"Orienting the Resource Landscape: Institutionalized Mapping and Upland Development in Laos"
My research uses two forms of resource stabilization—land use planning and infrastructure building—as a stage on which to investigate the transformation of Laos from landlocked periphery to “land-linked” center. Regional markets in hydroelectricity and agro-forest commodities have stimulated investment in new forms of connectivity between Laos and its neighbors. Focusing on the production of electricity in central Laos and agricultural and forest commodities in northern Laos, I am investigating how the institutions charged with what Polanyi called the protective side of capitalism’s double movement put their socio-environmental mandates into practice, and how this politics of mitigation ties into state-driven attempts to use a resource-rich landscape as an economic motor for nation-building.
My approach is to “follow the maps” through archival, interview and ethnographic methods. Map-based planning has emerged as an integral component of efforts to predict, understand and mitigate the negative impacts of new infrastructure—in my case, an interbasin hydropower project and a new highway between Thailand and China—on local communities. As mapping practitioners operationalize what it means to be “close” to infrastructure, “sustainable” and “relevant,” they provide a technical/safe opening to investigate a range of more controversial and difficult topics.
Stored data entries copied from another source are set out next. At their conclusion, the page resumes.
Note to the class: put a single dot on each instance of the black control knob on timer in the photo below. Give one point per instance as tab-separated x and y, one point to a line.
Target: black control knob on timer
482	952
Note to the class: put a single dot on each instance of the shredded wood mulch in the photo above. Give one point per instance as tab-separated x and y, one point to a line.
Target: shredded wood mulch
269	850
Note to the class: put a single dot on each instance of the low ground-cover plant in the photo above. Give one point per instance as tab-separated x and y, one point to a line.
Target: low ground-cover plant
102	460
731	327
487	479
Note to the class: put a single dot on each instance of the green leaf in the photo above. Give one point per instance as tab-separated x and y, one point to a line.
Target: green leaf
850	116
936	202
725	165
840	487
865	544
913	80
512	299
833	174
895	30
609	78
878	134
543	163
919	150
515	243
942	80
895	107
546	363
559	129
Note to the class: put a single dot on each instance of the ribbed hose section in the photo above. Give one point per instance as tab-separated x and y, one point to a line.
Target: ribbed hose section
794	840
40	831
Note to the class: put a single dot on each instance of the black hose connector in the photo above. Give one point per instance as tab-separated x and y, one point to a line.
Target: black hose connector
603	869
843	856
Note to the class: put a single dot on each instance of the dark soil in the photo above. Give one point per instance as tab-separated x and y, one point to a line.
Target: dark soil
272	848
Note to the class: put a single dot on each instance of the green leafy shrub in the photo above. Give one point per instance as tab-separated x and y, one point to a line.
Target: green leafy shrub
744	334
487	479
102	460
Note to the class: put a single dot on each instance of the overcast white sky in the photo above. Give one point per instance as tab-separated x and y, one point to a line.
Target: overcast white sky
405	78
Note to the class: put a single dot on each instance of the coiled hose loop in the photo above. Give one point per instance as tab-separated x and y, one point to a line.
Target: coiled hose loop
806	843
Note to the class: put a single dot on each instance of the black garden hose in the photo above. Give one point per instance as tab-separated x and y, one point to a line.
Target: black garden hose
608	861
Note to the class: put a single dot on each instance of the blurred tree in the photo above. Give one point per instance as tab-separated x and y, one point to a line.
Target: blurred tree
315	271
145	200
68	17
The contemporary moment of export-oriented natural resource capitalism owes much to the decades of war that decimated Laos’ human resources, and created the socio-institutional bases for capitalizing on Laos’ natural wealth of forestry, hydropower and agricultural potential. As I attempt negotiate the difficulties of working in Laos as an American interested in the past, I hope to put development in the critical perspective of the longue durée without treating the future as overdetermined. I see the cartographic production of resource landscapes as a good place to begin my efforts because such maps render the knowledge of the past into the development options of the present.